Pero vuestra misión es también muy elevada, porque, más allá de la economía, se dirige al hombre, al hombre integral con su dimensión cultural y su dimensión espiritual. En este sentido, no existen por un lado países desarrollados y por otro países en vías de desarrollo, sino que todos los países están llamados al desarrollo integral del hombre y, afortunadamente, nuestra época está menos tentada de identificar el desarrollo con el crecimiento exclusivamente económico o con la simple reproducción de modelos de los países industrializados. Aún más, el desarrollo no puede ser ni espontáneo, ni instantáneo, ni decretado, ni otorgado: exige una amplia y libre adhesión de los pueblos mismos, pacientemente educados para convertirse en dueños de su propio destino.

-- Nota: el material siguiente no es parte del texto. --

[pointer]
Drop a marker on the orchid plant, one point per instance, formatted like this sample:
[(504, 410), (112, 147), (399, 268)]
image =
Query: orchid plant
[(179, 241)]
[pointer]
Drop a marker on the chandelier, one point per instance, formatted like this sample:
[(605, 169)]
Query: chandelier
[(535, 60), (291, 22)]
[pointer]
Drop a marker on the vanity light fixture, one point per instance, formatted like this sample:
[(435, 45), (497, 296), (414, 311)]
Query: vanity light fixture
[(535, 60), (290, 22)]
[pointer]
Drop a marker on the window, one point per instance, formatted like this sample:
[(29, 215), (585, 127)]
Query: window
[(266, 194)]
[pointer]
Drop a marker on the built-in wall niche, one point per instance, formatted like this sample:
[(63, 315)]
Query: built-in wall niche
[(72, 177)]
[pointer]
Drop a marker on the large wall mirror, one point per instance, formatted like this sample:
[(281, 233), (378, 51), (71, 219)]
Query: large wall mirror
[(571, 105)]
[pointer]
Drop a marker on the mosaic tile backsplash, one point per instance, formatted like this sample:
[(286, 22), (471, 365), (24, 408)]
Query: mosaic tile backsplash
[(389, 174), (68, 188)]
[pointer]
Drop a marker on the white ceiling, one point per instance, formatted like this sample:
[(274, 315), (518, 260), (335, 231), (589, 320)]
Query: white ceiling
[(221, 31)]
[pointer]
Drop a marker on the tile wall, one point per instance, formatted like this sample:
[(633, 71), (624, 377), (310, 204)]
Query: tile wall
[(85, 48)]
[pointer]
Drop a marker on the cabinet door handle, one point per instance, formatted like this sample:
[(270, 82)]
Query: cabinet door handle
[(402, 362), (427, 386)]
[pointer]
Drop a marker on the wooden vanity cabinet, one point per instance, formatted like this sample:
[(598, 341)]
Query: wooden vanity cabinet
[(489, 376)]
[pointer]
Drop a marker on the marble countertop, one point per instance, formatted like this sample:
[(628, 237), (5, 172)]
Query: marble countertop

De todo corazón, imploro la bendición divina sobre vuestros trabajos. Esta nueva cita entre los pueblos no puede fallar: la espera es demasiado grande, demasiado urgente para que vuestra Conferencia no tome nuevos compromisos, y para que estos compromisos que se tomen no sean después respetados por la voluntad política de vuestros países. Este es el tiempo favorable: ¡que podáis abrir nuevos caminos para la esperanza de los pueblos!
Vaticano, 30 de junio do 1987.
JUAN PABLO II
*L'Osservatore Romano. Edición semanal en lengua española, n. 36, p.2.